Rapid navigation (holding the arrow key) generates many requests. A generation counter ensures only the latest request plays:

  1. Each speakText() call increments requestGeneration
  2. In-flight API requests are aborted via AbortController
  3. When a response arrives, it checks if its generation matches current — stale responses are silently discarded
  4. Any currently playing audio is stopped before the new one starts

This means you can scrub through a game quickly without audio piling up or playing out of order.

  • Model: eleven_turbo_v2_5 (fast, good quality)
  • Default voice: Adam (pNInz6obpgDQGcFmaJgB)
  • Voice settings: stability 0.5, similarity_boost 0.75, style 0.0, speaker_boost on
  • Audio format: MP3 (audio/mpeg)
  • API: Cloud Text-to-Speech v1
  • Voice type: WaveNet (neural)
  • Audio format: MP3 (audio/mpeg)
  • Voice selection: Automatic per language + gender (male/female setting)
  • Model: nano (~25MB, downloads from HuggingFace on first run)
  • Server: Flask HTTP on localhost:8192
  • Audio format: WAV (audio/wav)
  • Voices: 8 expressive voices (expr-voice-2 through expr-voice-5, male and female)
  • Inference: PyTorch CPU, configurable thread count
  • Server: Docker container on localhost:5500
  • Image: synesthesiam/opentts:en (~1.5GB)
  • Engines: Larynx, Coqui-TTS, MaryTTS, Festival, eSpeak
  • Audio format: WAV (audio/wav)
  • API: Web Speech API (speechSynthesis)
  • Voices: OS-dependent
  • Audio format: Direct playback (no file)

These guidelines produce the best spoken narration:

Use standard SAN notation. The preprocessor expands it:

  • "After 7.Nf3, White controls e5" -> “After 7, Knight f3, White controls e5”
  • "The Bg5 pins the knight" -> “The Bishop g5 pins the knight”

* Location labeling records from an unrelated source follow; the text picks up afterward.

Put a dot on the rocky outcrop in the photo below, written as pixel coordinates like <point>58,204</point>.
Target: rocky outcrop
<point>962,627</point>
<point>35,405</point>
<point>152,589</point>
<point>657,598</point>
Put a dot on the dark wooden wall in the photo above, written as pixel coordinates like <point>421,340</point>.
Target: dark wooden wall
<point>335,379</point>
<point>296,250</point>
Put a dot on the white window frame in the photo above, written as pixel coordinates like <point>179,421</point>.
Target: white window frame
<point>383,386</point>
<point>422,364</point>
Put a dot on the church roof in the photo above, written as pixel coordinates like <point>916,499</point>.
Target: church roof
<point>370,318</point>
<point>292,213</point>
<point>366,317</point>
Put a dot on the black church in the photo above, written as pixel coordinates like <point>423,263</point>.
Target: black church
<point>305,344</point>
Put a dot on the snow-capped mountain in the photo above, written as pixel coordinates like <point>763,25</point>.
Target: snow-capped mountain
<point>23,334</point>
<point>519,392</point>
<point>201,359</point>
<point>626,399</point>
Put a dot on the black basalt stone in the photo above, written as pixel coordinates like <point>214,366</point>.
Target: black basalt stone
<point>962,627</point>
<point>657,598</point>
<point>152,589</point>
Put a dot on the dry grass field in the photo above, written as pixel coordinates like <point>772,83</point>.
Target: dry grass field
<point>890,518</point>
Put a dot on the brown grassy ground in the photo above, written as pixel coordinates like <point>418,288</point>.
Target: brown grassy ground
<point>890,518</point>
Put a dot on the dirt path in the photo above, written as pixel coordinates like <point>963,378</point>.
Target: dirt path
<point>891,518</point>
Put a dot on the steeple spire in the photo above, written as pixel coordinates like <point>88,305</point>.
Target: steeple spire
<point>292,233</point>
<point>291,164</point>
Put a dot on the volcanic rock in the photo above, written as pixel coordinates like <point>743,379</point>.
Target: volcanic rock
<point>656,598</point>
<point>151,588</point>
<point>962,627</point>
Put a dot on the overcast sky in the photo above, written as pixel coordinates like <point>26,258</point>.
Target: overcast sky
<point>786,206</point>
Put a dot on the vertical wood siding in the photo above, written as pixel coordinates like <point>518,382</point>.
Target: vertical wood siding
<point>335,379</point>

The NAG glyph (!, ??, !?, etc.) generates spoken quality words automatically. Don’t duplicate them in the comment:

  • Bad: ?? {BLUNDER. A terrible move...} (TTS says “Blunder. Blunder. A terrible move”)
  • Good: ?? {A terrible move...} (TTS says “Blunder. A terrible move”)

Standard PGN notation works: 6...Bf5. The preprocessor converts dots to commas for natural pauses instead of “dot dot dot.”

Periods create natural TTS pauses. Use them between distinct ideas:

{Doubled isolated e-pawns. The f-file is ripped open. The position is strategically won.}

[%cal ...] and [%csl ...] tags are stripped from audio automatically. Use them freely for visual annotations without affecting narration.

This feature is purely additive. When TTS is disabled (the default), the app behaves identically to upstream En Croissant. No existing functionality is modified.

The TTS atoms persist to localStorage, so settings survive app restarts. The audio cache is in-memory only and clears on restart.

Same as En Croissant: GPL-3.0.

Note on audio licensing: ElevenLabs audio cannot be bundled with redistributed builds (TOS non-sublicensable vs GPL-3.0). Google Cloud audio CAN be bundled (customer retains all IP rights on output). KittenTTS, OpenTTS, and System TTS audio have no redistribution restrictions.